Milano, rapinano una sala slot con un fucile a pompa: è allarme sicurezza
Allarme sicurezza a Milano. Dopo che due marocchini hanno rapinato quattro persone uccidendo un giovane del Bangladesh in via Settembrini, vicino alla Stazione Centrale, la notte scorsa due italiani hanno rapinato a volto scoperto e armati di fucile a pompa una sala slot cinese. Il proprietario e una dipendente - di 29 e 21 anni - sono stati immobilizzati con delle fascette di plastica. Sono riusciti a dare l'allarme solo questa mattina alle 8. I rapinatori erano scappati con un bottino di quattromila euro e con l'hard disk del sistema di sicurezza del locale. Secondo il presidente della Lombardia, Attilio Fontana, ormai «la situazione inizia ad essere poco sotto controllo. Stiamo arrivando a livelli insostenibili. Inutile che si dica che le percentuali sono diminuite. Il problema è che dobbiamo garantire anche la serenità e la sicurezza percepita dai cittadini, non documentare le percentuali».

Nel frattempo, il Comune sta mettendo a punto il regolamento per il Daspo urbano, che da settambre è stato adottato in una trentina di casi. «Qualcuno dice che non si vogliano utilizzare gli ordini di allontanamento. Non è vero - assicura il vicesindaco Anna Scavuzzo, che è assessore alla Sicurezza - vogliamo però usarli in modo che siano efficaci». Da domani le pattuglie miste militari-forze dell'ordine saranno presenti anche nella zona di Brera. Restano intanto nel carcere di San Vittore, Abderahim Anass e Saad Otmani, i marocchini fermati dai Carabinieri dopo una notte di rapine terminate con l'omicidio di Samsul Haque Swapan vicino alla Stazione Centrale. Domani, il gip Laura Marchiondelli deciderà la convalida dell' arresto.

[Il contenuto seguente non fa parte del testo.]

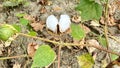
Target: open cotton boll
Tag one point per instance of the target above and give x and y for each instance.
(51, 23)
(64, 23)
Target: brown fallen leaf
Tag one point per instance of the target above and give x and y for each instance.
(43, 10)
(31, 48)
(30, 18)
(43, 2)
(16, 65)
(76, 18)
(86, 29)
(110, 18)
(57, 8)
(37, 25)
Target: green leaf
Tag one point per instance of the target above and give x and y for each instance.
(114, 57)
(91, 0)
(102, 41)
(44, 56)
(77, 32)
(89, 10)
(17, 27)
(32, 33)
(6, 31)
(85, 61)
(23, 21)
(9, 4)
(20, 14)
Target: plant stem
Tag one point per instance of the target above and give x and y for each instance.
(19, 56)
(70, 44)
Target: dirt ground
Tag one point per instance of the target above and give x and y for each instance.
(57, 7)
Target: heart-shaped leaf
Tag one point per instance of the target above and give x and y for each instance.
(44, 56)
(90, 10)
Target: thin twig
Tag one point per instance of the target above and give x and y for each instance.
(59, 56)
(70, 44)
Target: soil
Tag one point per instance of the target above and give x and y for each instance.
(68, 54)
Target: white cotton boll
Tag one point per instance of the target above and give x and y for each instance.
(64, 23)
(51, 23)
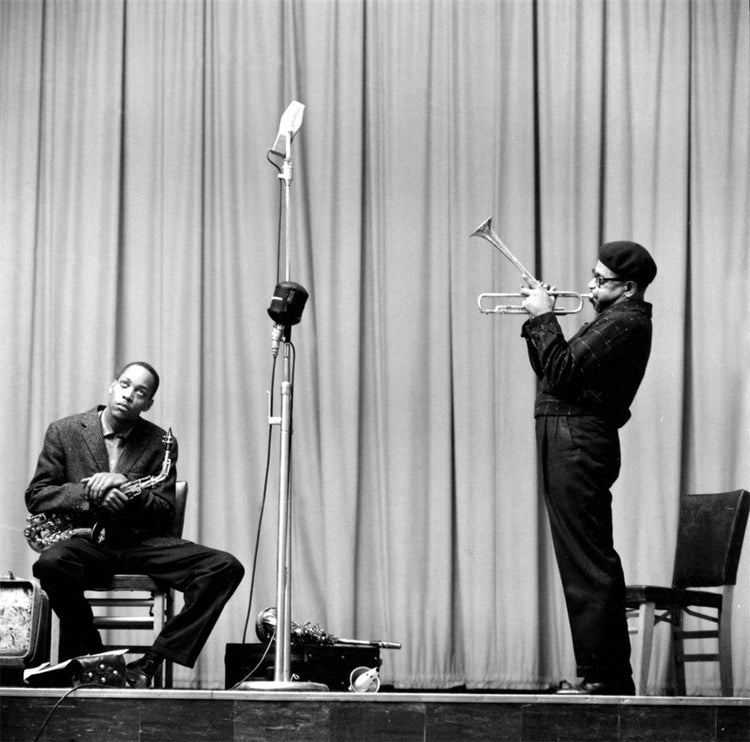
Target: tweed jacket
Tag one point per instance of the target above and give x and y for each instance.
(74, 448)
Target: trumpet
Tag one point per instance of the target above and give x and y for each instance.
(488, 302)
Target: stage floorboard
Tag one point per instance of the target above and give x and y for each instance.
(271, 716)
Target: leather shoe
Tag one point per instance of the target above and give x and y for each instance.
(596, 688)
(136, 675)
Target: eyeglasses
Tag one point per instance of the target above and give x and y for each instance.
(601, 280)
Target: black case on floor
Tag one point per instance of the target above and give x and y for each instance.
(331, 665)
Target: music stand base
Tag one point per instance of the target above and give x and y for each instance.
(282, 686)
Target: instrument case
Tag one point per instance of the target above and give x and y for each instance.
(24, 627)
(331, 665)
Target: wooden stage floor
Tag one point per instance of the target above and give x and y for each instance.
(271, 716)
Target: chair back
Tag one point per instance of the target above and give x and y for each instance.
(709, 539)
(180, 496)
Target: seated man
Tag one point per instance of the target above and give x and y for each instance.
(86, 462)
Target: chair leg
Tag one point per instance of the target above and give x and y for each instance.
(725, 644)
(54, 647)
(678, 652)
(642, 655)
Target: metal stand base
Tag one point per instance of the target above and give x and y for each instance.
(282, 686)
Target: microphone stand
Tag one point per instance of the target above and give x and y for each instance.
(282, 680)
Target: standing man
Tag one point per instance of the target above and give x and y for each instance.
(587, 386)
(85, 461)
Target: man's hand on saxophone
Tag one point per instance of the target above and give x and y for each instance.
(102, 490)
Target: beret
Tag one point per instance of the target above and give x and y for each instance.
(629, 261)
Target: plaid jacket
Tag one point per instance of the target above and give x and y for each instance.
(598, 371)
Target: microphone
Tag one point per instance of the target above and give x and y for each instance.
(287, 303)
(291, 120)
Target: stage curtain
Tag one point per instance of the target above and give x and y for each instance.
(141, 219)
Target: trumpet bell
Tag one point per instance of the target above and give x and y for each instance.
(492, 303)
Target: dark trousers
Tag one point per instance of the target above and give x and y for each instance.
(205, 576)
(580, 460)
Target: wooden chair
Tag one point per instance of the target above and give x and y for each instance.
(709, 542)
(131, 591)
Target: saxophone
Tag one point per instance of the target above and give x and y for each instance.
(45, 529)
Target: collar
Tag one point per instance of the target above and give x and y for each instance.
(107, 428)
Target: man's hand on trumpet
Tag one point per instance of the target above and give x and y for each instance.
(538, 300)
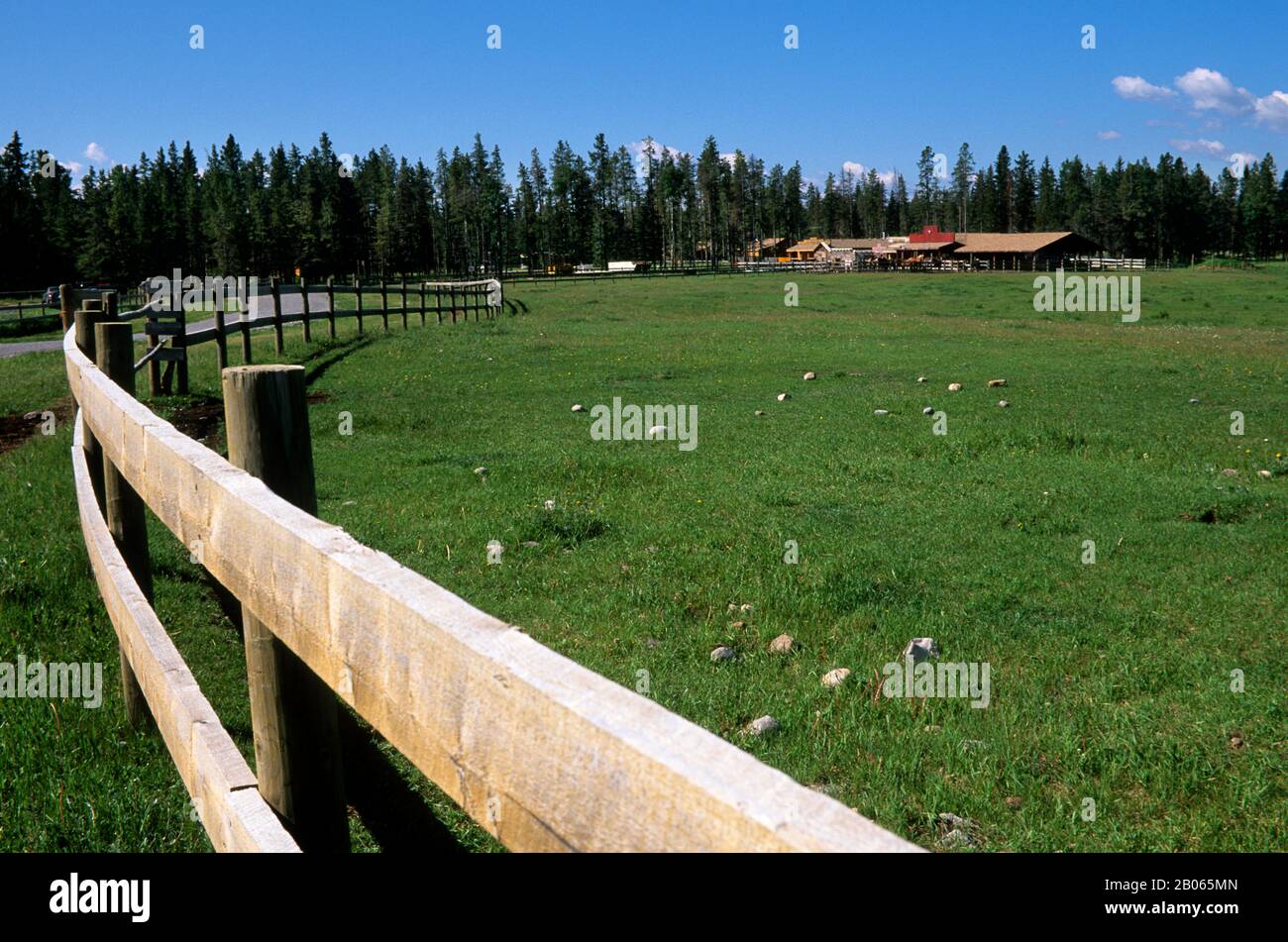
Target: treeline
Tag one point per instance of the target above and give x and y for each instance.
(326, 214)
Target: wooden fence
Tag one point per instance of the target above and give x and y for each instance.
(541, 752)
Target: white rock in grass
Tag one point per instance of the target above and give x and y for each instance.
(782, 644)
(763, 725)
(921, 649)
(835, 679)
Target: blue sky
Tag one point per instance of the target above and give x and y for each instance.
(870, 84)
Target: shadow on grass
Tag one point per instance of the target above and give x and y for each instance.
(331, 354)
(390, 808)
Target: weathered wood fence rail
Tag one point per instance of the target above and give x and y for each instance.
(170, 339)
(541, 752)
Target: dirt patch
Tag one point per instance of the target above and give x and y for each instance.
(200, 420)
(16, 427)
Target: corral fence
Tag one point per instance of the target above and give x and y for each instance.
(542, 753)
(246, 304)
(862, 266)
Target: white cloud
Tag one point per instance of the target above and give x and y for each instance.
(861, 170)
(1133, 87)
(1240, 161)
(1202, 146)
(1273, 111)
(1210, 90)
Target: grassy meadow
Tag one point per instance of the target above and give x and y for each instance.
(1109, 680)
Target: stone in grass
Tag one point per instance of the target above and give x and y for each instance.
(921, 649)
(956, 838)
(782, 644)
(958, 831)
(761, 726)
(835, 679)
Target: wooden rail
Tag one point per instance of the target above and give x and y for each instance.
(214, 773)
(541, 752)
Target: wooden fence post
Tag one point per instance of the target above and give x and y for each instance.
(123, 506)
(304, 300)
(292, 712)
(357, 289)
(277, 313)
(220, 340)
(245, 322)
(330, 304)
(65, 299)
(85, 319)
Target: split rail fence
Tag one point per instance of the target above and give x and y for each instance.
(542, 753)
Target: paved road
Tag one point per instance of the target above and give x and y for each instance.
(261, 309)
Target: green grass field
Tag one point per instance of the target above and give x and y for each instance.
(1111, 680)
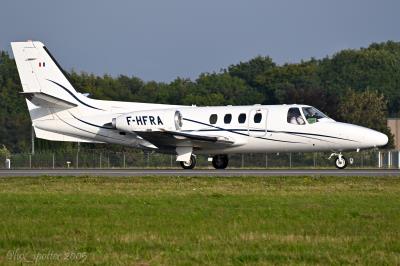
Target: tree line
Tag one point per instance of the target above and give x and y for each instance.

La vittima era arrivata in Italia cinque anni fa per cercare fortuna. Lavorava in un caffé del centro e con lo stipendio manteneva la famiglia (era il più grande di cinque fratelli) e la moglie. I giornali locali in Bangladesh raccontano del dolore dei parenti, della paura per la sicurezza della comunità bengalese in Italia, e anche del problema della sepoltura. Questione di cui si sta interessando il Comune, anche se se ne parlerà fra qualche giorno, una volta eseguita l'autopsia.